Amend the guidance note to make it clear that it is not intended that organisations would be able to achieve full cost recovery — only a nominal contribution to marginal costs, if anything (and we would hope that many businesses would see the customer relations value of not charging). The cost of setting up a machinery for access (large organisations only) should be seen as a business overhead.
7.1 Private Sector Identifiers
In 7.1, replace the words commencing with ‘government agency’ with ‘another organisation’.

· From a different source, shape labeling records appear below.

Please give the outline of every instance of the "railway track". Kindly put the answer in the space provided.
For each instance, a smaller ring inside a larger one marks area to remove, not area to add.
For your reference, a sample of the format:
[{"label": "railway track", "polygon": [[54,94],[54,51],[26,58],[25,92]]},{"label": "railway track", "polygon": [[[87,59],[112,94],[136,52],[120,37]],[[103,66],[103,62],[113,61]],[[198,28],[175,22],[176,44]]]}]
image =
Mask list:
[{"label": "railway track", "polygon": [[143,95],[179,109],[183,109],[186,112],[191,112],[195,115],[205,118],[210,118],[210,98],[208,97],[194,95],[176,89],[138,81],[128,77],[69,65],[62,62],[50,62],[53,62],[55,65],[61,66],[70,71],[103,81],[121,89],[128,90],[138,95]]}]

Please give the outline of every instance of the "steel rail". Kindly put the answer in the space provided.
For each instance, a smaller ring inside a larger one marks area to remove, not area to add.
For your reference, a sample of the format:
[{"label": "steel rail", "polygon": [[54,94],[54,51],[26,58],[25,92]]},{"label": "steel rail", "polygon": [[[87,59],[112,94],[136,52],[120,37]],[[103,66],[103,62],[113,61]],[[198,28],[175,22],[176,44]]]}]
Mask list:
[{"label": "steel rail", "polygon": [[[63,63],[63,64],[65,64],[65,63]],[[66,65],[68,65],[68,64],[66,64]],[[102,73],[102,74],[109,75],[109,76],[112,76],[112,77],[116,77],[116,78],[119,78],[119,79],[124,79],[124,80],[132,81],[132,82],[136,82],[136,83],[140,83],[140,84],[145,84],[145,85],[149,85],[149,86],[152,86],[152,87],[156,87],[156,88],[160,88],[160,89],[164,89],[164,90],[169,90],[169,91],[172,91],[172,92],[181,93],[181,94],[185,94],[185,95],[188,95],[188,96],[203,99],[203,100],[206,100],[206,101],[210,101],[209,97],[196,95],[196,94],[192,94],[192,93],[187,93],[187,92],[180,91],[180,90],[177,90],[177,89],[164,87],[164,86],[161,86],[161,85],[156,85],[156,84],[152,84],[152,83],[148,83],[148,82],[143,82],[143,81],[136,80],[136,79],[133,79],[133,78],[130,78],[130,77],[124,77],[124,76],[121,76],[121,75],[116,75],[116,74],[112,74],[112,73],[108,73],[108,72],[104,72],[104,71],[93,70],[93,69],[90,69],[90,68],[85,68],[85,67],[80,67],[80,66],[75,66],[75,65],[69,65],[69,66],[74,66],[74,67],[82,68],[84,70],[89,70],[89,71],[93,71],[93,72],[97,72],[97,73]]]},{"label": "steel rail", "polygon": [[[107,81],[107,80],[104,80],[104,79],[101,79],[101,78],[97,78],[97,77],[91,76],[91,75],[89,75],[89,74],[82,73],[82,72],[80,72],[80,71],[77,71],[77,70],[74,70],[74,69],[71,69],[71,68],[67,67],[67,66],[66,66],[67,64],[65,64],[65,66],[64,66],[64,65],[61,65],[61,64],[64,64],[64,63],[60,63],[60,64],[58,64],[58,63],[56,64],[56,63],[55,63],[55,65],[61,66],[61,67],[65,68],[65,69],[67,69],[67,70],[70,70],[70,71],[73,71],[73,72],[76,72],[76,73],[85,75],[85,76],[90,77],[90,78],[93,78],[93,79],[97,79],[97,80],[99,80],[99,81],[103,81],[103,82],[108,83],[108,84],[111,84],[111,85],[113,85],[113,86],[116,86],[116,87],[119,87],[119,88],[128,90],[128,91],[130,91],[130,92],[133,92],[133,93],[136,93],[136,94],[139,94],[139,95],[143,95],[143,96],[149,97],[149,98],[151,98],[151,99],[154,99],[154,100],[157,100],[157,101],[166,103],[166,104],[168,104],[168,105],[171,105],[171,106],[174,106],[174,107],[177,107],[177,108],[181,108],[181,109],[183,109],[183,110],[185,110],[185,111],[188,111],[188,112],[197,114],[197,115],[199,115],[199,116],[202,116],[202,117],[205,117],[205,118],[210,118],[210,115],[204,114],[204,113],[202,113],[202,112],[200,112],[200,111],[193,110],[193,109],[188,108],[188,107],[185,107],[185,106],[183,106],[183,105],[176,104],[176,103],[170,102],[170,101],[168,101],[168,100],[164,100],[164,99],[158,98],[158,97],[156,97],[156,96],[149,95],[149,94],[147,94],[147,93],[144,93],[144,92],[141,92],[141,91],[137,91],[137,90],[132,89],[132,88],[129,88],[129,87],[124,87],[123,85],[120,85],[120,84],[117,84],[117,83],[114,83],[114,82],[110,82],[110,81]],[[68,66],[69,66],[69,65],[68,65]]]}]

Note: there is a great deal of concern arising in relation to the multiple use of identifiers, because it is an enabler of widespread data surveillance and the emergence of a ‘dossier society’. The present wording, however, applies only to identifiers assigned by government agencies. The proposed wording would not stop businesses from recording other business numbers eg CRAA or DUNS reference numbers, only from using them as their own primary identifiers.
Append to the Guidance Note the following: ‘In addition to full anonymity, organisations should consider implementing schemes whereby pseudonymity can be achieved, and the link between the data and a specific person protected by technical, organisational and/or legal means’.
9. Data Transfer
(1) In the main text, delete the words ‘outside Australia’; (2) In the short-form, change the words ‘outside Australia’ to ‘to another organisation’; and (3) Change the heading to ‘Data Transfers’.
Note: As discussed on 18 August, data transfers within Australia should be subject to the same limitations as those outside Australia.
10.2(a) Necessary for Medicine
Replace ‘required’ with either ‘essential’ or ‘necessary’.
Note: The word ‘required’ is ambiguous, because it could be read as allowing any person who requires (i.e. considers that they need) information to take advantage of the exception.
10.2(b)(ii) Competent Bodies
Before ‘obligations of professional confidentiality’, insert ‘health and medical’ to avoid unintended breadth.
Define as any person (see New Zealand Act) and then exempt ‘personal, family, recreational’ uses (see UK Act)
Avoid using short form National Privacy Principles (NPPs) which implies that the Principles are comprehensive (eg relative to Privacy Charter), when they are not. Suggested alternative is FIHPs (Fair Information Handling Principles) — the full title of the February document was carefully crafted, and is highly descriptive.
Add to the end of the Introduction a further section, as follows:
‘These principles expressly address only information privacy protections that have become generally accepted. They do not encompass such additional matters as justification for the handling of personal information, freedom from data surveillance, and the prevention of disadvantage for people who exercise privacy rights. They also expressly do not address dimensions of privacy other than information privacy, such as privacy of the person, privacy of behaviour, and privacy of communications’.